Graph Sparsification by Edge-Connectivity and Random Spanning Trees 2011/06
Wai Shing Fung, Ramesh Hariharan, Nicholas J. A. Harvey, Debmalya Panigrahi.
43rd Annual ACM Symposium on Theory of Computing (STOC 11), San Jose, CA, June 2011. PDF.
Submitted to SIAM Journal on Computing. PDF.

We present two new approaches to constructing graph sparsifiers -- weighted subgraphs for which every cut has the same value as the original graph, up to a factor of (1 ± ε). The first approach independently samples each edge uv with probability inversely proportional to the edge-connectivity between u and v. The fact that this approach produces a sparsifier resolves an open question of Benczur and Karger. Concurrent work of Hariharan and Panigrahi (2010) also resolves this question. The second approach samples uniformly random spanning trees. Both of our approaches produce sparsifiers with O(n log2(n)/ε2) edges. Our proofs are based on extensions of the Karger-Stein contraction algorithm which allow it to compute minimum "Steiner cuts".

Keywords: Graph Algorithms, Random Sampling, Contraction Algorithm, Splitting Off, Random Walks
Notes: Many of the results in this paper were independently discovered by Fung & Harvey and by Hariharan & Panigrahi. Actually Hariharan & Panigrahi had many more algorithmic results than we did, including the linear time algorithm for unweighted graphs. They graciously offered to merge the papers for a joint STOC submission.

Algebraic Algorithms for Matching and Matroid Problems 2006/10
Nicholas J. A. Harvey.
IEEE Symposium on Foundations of Computer Science (FOCS 06), Berkeley, CA, October 2006. Received the Best Student Paper (Machtey) Award. PDF PS Slides.
SIAM Journal on Computing, 39(2):679-702, 2009. PDF.
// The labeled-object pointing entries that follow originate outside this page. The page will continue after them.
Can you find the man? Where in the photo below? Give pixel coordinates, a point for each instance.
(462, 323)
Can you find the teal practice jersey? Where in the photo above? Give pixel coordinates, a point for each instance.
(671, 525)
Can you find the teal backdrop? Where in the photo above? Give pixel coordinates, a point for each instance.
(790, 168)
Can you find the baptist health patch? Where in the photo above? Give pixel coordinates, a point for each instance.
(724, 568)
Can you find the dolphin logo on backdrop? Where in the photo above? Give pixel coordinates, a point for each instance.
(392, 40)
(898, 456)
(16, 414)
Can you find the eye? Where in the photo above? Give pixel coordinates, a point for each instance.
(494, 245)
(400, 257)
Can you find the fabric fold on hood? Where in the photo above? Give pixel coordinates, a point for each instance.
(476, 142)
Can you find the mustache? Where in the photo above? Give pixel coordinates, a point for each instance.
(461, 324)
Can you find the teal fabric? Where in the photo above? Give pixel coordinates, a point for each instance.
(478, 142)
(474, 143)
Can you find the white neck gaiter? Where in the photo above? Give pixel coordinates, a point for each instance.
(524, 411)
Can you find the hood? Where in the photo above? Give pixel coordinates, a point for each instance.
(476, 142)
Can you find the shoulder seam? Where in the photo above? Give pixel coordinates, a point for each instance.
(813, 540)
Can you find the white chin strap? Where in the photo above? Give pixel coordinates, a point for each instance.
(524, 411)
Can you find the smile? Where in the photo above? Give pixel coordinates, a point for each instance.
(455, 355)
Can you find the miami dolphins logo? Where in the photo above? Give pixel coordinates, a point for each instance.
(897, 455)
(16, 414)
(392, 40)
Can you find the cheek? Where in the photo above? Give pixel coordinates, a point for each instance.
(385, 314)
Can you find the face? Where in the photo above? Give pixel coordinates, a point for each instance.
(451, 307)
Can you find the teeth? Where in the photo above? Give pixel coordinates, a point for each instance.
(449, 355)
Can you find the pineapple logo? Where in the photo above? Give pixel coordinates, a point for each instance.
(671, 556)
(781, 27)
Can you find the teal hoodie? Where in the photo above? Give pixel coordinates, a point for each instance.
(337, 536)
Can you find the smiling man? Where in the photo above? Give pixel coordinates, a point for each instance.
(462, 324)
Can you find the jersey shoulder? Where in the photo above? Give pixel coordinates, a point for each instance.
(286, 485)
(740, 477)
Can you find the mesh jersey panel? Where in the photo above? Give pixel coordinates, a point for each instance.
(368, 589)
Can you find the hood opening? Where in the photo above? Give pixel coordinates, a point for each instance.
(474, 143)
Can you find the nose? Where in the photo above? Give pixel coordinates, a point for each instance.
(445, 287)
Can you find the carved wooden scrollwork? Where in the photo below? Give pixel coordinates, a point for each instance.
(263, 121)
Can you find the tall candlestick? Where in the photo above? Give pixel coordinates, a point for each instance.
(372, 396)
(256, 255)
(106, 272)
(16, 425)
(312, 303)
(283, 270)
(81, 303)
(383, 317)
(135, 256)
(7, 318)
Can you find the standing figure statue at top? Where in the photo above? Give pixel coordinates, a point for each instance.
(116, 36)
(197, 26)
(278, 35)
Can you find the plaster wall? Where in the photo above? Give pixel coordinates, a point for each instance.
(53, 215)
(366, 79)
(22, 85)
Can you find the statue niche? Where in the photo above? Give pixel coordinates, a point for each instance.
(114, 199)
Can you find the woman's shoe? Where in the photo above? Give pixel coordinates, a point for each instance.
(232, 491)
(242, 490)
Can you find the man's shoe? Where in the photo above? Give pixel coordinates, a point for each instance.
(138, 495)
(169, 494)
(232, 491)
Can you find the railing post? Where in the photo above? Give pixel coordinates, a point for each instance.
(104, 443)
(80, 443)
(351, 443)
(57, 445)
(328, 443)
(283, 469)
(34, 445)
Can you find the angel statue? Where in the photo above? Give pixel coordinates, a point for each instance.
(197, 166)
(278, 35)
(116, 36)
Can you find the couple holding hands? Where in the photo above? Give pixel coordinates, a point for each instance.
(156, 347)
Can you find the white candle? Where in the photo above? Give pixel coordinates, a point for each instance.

We present new algebraic approaches for several well-known combinatorial problems, including non-bipartite matching, matroid intersection, and some of their generalizations. Our work yields new randomized algorithms that are the most efficient known. For non-bipartite matching, we obtain a simple, purely algebraic algorithm with running time O(nω) where n is the number of vertices and ω is the matrix multiplication exponent. This resolves the central open problem of Mucha and Sankowski (FOCS 2004). For matroid intersection, our algorithm has running time O(nrω-1) for matroids with n elements and rank r that satisfy some natural conditions.

Keywords: Non-bipartite Matching, Matroid Intersection, Algebraic Algorithms, Fast Matrix Multiplication
Notes: I recommend reading the journal version of this paper, not the conference version. The algorithms in the journal version are different and simpler. The conference paper sketched algorithms for the basic path-matching and independent matching problems. To keep the journal paper as simple as possible, these are not discussed there. The conference papers also claims that graphic matroid intersection can be solved in O(n2.575) time. When asked to provide the details, I could not reproduce them. Most likely I was mistaken, so I retract the claim.